A proibição dos aparelhos móveis é somente um aspecto de uma discussão maior e mais antiga sobre uso de tecnologias em sala de aula, mas que ganhou grande reverberação por conta do atual e igualmente polêmico debate sobre o uso de chatbots com inteligência artificial (IA) generativa - o ChatGPT é um dos mais populares - por alunos de todos os níveis educacionais. 
O tema é sempre divergente: professores aprovam a medida porque consideram desigual a batalha pela atenção dos alunos com aparelhos que permitem o acesso a aplicativos e redes sociais que foram desenhados justamente para monopolizar a atenção das pessoas. Tudo fica pior em gerações que já nasceram digitalizadas, mas sem terem mediação sobre o uso de tecnologias. Outros temem que a proibição, pura e simples, sirva apenas para livrar o corpo docente das escolas de um problema real, sem que as possibilidades da tecnologia sejam de fato exploradas.
Por fim, e talvez por conta desse sentimento, um terceiro grupo acredita que a proibição precisa ser acompanhada de programas de treinamento de professores em relação às novas tecnologias, uma necessidade tão urgente quanto entender o papel do celular na educação.

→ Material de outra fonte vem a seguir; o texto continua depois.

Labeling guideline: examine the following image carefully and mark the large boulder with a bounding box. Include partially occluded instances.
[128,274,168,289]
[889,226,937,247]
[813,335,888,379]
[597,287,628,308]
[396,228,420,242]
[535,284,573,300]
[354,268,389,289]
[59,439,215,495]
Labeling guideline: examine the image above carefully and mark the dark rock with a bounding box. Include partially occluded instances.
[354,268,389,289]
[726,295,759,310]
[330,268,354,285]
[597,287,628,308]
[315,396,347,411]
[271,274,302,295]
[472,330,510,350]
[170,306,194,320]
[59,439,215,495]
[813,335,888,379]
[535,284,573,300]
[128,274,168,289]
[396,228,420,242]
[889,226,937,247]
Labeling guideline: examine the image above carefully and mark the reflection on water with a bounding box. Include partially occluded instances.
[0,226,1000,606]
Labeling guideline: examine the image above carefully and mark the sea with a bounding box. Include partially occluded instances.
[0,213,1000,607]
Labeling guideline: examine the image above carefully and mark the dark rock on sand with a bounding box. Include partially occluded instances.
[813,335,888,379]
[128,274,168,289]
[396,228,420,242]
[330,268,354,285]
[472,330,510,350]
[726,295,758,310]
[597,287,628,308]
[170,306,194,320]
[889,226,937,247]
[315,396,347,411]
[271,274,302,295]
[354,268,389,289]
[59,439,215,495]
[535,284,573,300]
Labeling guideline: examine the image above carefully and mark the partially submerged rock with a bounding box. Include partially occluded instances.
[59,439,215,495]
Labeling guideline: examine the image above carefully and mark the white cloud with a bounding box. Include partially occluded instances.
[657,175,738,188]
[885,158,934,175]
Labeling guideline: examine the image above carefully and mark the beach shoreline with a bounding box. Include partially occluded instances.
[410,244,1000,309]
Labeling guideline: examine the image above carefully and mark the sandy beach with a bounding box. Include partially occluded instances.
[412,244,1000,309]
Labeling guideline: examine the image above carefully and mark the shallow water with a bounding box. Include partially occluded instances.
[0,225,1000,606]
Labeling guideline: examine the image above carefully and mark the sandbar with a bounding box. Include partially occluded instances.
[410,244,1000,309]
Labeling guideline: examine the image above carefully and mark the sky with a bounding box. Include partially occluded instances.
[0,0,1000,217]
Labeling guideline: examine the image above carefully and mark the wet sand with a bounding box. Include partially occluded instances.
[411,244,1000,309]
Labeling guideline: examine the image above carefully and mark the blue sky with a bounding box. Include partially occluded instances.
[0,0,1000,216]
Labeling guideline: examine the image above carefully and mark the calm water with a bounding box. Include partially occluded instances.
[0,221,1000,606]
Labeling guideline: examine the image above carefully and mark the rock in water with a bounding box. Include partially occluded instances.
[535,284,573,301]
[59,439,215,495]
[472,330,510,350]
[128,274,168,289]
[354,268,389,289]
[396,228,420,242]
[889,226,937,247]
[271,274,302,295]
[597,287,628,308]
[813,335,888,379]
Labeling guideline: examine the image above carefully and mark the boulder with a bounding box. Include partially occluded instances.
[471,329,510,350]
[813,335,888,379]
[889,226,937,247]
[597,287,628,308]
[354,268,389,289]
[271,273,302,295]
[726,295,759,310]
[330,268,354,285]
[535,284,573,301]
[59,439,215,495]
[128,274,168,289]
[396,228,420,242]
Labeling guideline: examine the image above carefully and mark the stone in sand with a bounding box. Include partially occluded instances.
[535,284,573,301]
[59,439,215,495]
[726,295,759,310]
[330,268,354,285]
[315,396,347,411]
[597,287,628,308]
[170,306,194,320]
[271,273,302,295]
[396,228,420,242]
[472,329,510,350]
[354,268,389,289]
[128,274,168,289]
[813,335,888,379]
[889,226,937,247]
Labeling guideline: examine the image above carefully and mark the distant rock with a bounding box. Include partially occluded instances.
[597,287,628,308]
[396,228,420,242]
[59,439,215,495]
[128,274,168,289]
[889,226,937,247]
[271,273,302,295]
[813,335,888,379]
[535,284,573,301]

Mas a falta de políticas públicas claras, regulamentações unificadas e treinamento de professores e coordenadores pedagógicos sobre tecnologias nas escolas vêm sendo apontados por especialistas como questões complementares que tornam proibições, ainda que bem intencionadas, uma situação que mais afasta do que aproxima a escola do uso de  tecnologia como ferramenta pedagógica. Afinal, se a escola é o espaço para mediar questões sociais do mundo com os jovens, como retirar exatamente um aparelho que faz parte do cotidiano?
O professor adjunto da Faculdade de Educação da Universidade Federal do Rio Grande do Sul (UFRGS), Daniel de Queiroz Lopes, doutor em informática na educação e um especialista em aprendizagem em ambientes digitais, é um dos que acompanham esse dilema, já que os aparelhos são banidos nas escolas estaduais gaúchas desde 2008
"Tempo de tela é um ativo importante hoje para as plataformas, que estão menos preocupadas em questões educacionais e mais em capturar a atenção das pessas", diz ele. "Até mineração de bitcoin conta com isso, mas a proibição, que sempre foi uma maneira de atiçar a curiosidade das pessoas pelo proibido, não vai funcionar se não for acompanhada de treinamento do corpo docente nos possíveis usos pedagógicos dos aparelhos celulares, o que deveria ser a maior preocupação". 
Lopes cita o Projeto Um Computador por Aluno (UCA), uma iniciativa do Fundo Nacional de Desenvolvimento da Educação, em parceria com os governos dos estados, que em 2009 buscava distribuir laptops aos alunos da rede pública de ensino. Ainda que hoje sem grande relevância, o projeto enfrentou percalços, mas o especialista o considera um avanço. 
"Houve problemas para tirar da escola o laptop por conta da violência, mas o corpo educacional avançou no conhecimento de aplicativos pedagógicos, ainda que limitados, para não roubar a atenção dos alunos com coisas como games. Em 10 anos, houve um ou dois casos de acesso indevido a aplicativos nos laptops, mesmo assim por acidente", afirma.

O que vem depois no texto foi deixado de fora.